The COVID-19 pandemic, caused by the SARS-CoV-2 virus, is an unprecedented global situation, and all countries have adopted their own measurements to mitigate the spread of the virus in the first as well as in the subsequent waves of infection. All measures, especially in the first wave of the pandemic, were in combination with recommendations provided by professional and scientific organizations. Similar measures were applied to specific procedures, such as the management of infertility, including in vitro fertilization-embryo transfer (IVF-ET) treatments.
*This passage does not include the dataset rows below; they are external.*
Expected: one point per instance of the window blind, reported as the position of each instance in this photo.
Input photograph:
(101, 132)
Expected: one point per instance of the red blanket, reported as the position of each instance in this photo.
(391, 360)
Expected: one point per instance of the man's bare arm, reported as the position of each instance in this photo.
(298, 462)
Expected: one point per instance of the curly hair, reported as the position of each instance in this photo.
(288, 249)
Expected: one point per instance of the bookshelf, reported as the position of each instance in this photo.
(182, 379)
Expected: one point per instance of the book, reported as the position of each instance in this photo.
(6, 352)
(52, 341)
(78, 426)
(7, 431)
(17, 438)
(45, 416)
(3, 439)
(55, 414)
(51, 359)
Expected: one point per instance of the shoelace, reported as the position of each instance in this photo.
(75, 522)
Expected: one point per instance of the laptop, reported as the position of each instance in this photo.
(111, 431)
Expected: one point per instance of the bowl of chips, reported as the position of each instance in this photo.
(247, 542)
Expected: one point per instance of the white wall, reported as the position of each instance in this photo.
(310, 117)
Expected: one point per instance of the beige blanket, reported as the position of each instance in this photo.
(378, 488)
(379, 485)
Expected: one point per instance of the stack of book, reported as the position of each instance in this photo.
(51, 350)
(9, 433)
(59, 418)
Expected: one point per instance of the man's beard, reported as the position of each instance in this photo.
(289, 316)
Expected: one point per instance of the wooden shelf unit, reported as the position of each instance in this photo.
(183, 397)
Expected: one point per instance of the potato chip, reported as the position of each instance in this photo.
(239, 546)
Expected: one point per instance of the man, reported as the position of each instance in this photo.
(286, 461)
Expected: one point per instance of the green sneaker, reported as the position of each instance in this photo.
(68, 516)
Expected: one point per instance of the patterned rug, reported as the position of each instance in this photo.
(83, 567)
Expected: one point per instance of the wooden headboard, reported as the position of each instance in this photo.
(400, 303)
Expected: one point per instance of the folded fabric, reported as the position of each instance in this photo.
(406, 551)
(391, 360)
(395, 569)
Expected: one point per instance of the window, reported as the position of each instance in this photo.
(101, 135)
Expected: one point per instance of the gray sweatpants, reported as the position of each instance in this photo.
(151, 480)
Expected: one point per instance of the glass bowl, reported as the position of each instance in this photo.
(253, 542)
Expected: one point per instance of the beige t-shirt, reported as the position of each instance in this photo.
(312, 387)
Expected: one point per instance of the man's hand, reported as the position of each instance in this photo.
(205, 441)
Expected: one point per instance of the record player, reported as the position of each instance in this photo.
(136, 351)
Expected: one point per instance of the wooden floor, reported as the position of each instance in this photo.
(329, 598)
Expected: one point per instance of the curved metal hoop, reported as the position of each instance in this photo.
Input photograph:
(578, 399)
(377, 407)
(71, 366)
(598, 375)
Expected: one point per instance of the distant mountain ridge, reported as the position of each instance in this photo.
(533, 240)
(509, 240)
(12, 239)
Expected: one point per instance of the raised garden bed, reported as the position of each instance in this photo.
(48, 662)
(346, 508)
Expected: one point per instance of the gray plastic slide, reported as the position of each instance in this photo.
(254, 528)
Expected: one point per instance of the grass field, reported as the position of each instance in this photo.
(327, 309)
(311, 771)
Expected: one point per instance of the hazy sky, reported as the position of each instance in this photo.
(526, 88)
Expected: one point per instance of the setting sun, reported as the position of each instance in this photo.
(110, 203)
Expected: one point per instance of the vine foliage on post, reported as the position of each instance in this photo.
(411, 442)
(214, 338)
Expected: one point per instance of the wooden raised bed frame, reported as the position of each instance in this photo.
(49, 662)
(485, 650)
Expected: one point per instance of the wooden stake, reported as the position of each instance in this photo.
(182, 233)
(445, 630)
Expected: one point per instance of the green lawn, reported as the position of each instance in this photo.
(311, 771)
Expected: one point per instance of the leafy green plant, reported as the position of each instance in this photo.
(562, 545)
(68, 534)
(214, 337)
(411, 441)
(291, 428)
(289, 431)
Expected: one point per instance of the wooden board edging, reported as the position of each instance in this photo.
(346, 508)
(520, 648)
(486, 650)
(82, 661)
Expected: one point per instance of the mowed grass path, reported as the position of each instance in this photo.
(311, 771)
Although there is no clear scientific evidence yet that the SARS-CoV-2 may exert negative effects on IVF outcome, especially at the early stages, several clinical reports indicate that the virus may impact male fertility through specific receptors presented at the somatic cells of the testis and used by the virus in order to gain entry to the respective cells. Nevertheless, it is not unreasonable to suspect that the virus may affect sperm function as well as oocyte performance directly through specific receptors or indirectly through other signaling pathways. Despite the good practice of IVF laboratory techniques, culture media may also be contaminated during equilibration when airborne virus’s particles can contaminate culture media from an already infected embryology area or staff. Furthermore, although there is no clinical evidence, liquid nitrogen could be a route of infection for gametes and embryos when it has been contaminated during production or transportation. Therefore, cryopreservation of gametes and embryos must be virus-free. This communication aims to provide some aspects of the possible impact of the virus on gametes and embryos and how it may affect the cryopreservation procedures.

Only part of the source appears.